# Google Voice



## Jeff (Oct 28, 2008)

Will Google Voice work on the Fire platform?


----------



## Ann in Arlington (Oct 27, 2008)

Weeeellllll. . . . the Fire doesn't have a microphone, so you couldn't talk to the device. . . . .

I don't find it in the Appstore so it would have to be gotten elsewhere. . . . .


----------



## Guest (Dec 19, 2011)

It's possible to use a headset/microphone combo with the Fire for a few audio recording apps, but I don't think anyone has successfully made a call.


----------



## Jeff (Oct 28, 2008)

Sorry. I should have been clearer. 

I currently use Google Voice for text messaging because my old Nokia flip phone which has a tiny numeric keyboard. With Voice running on my netbook I get a popup when a text message arrives and I can answer it without even touching the phone.

In the spirit of full disclosure, I'm trying to justify buying a Fire for my Luddite wife who rejected the K1 that I gave her when Kindles were first introduced. I know she'd love it if she'd give it a chance. Some "selling points" would be Sudoku, Netflix, email and text messaging.

Thanks for your help.


----------



## Guest (Dec 19, 2011)

Jeff said:


> In the spirit of full disclosure, I'm trying to justify buying a Fire for my Luddite wife who rejected the K1 that I gave her when Kindles were first introduced. I know she'd love it if she'd give it a chance. Some "selling points" would be Sudoku, Netflix, email and text messaging.
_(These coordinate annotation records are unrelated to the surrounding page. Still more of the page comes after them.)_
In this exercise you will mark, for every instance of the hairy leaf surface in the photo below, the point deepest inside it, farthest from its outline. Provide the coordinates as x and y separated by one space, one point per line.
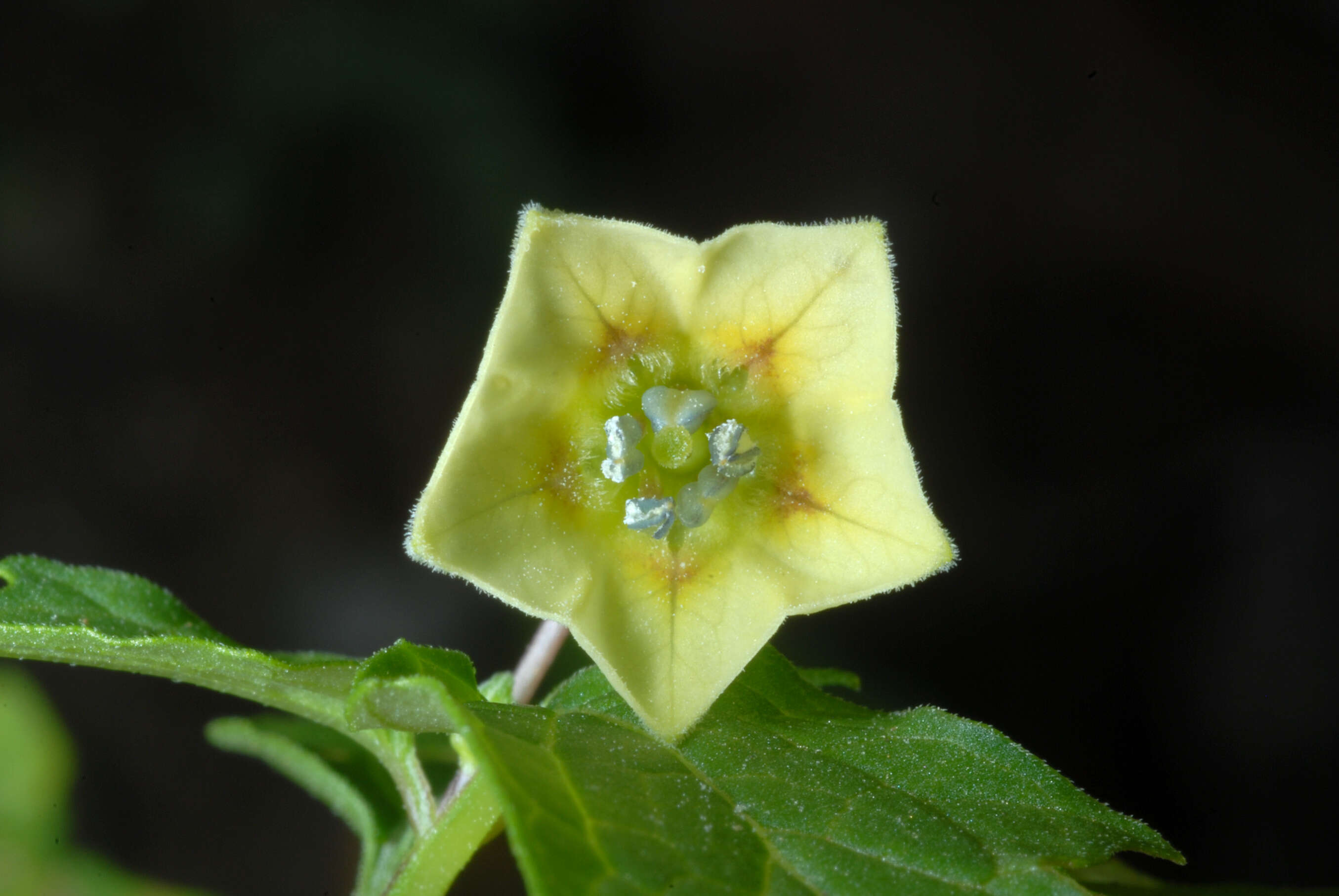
93 616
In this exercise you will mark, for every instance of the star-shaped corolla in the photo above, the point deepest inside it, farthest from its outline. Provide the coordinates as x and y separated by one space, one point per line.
671 447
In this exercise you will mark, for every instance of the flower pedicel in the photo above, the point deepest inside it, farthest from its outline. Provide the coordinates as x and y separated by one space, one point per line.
671 447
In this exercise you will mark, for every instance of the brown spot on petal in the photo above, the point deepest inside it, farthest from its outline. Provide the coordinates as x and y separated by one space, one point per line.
616 347
563 475
792 494
674 569
758 357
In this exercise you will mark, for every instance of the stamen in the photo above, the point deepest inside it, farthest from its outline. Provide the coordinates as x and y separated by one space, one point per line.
726 443
622 458
643 513
683 407
697 500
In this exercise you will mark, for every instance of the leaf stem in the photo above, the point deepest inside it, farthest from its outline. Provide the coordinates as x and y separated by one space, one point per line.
440 855
398 753
529 673
538 659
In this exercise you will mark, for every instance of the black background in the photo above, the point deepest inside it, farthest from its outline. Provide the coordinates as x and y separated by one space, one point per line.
250 253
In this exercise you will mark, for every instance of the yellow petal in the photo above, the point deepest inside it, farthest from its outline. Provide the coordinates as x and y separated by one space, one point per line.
793 332
808 311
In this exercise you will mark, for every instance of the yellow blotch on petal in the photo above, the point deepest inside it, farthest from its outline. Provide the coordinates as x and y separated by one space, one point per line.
792 330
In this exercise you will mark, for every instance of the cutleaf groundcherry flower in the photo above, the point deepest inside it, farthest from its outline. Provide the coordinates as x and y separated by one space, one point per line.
671 447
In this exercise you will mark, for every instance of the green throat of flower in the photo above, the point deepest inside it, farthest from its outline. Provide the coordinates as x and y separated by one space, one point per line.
675 417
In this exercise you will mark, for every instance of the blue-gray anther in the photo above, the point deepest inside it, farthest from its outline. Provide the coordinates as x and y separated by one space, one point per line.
644 513
621 458
732 450
697 500
683 407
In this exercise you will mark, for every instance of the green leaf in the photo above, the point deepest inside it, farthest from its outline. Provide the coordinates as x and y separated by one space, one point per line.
784 789
408 688
37 764
831 678
333 769
110 619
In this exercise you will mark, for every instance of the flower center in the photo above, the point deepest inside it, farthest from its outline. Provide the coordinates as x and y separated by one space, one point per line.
674 415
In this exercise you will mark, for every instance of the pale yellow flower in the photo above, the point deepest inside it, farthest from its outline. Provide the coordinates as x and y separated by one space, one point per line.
671 447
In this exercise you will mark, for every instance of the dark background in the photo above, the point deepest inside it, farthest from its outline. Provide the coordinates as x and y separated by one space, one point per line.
250 253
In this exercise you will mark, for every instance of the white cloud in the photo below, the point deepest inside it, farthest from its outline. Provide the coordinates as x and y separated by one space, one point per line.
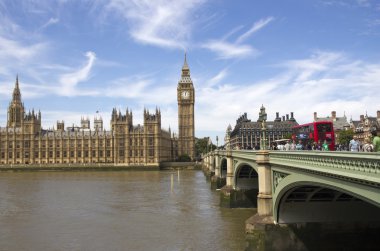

The Fire can do all of those things and often for free depending on what options she wants or which version of various apps.


----------



## Jeff (Oct 28, 2008)

foreverjuly said:


> The Fire can do all of those things and often for free depending on what options she wants or which version of various apps.


Thanks, Jason. I think I'm going to take a chance and order a Fire for her today. I've got hundreds of Kindle books on my Amazon account, many of which I know she'd enjoy. But she really balked at the price tag on the first K1: "What? Are you crazy? Four hundred dollars for a flimsy little thing to read books on?"


----------



## Guest (Dec 19, 2011)

Jeff said:


> Thanks, Jason. I think I'm going to take a chance and order a Fire for her today. I've got hundreds of Kindle books on my Amazon account, many of which I know she'd enjoy. But she really balked at the price tag on the first K1: "What? Are you crazy? Four hundred dollars for a flimsy little thing to read books on?"


Hopefully she enjoys it, Jeff! It sounds like the flexibility of the device will appeal to her more. Definitely a very nice gift.


----------



## Jeff (Oct 28, 2008)

foreverjuly said:


> Hopefully she enjoys it, Jeff! It sounds like the flexibility of the device will appeal to her more. Definitely a very nice gift.


I just bought it for Wednesday delivery. Your help is greatly appreciated.


----------



## Susan J (May 14, 2010)

I use Google Voice for text.  Yes, it does work on the Fire but there is not an app for it.  One has to use it from the Web and I placed a bookmark for it on my favorites.


----------



## Jeff (Oct 28, 2008)

Ah. Thanks, Susan. That's very helpful.


----------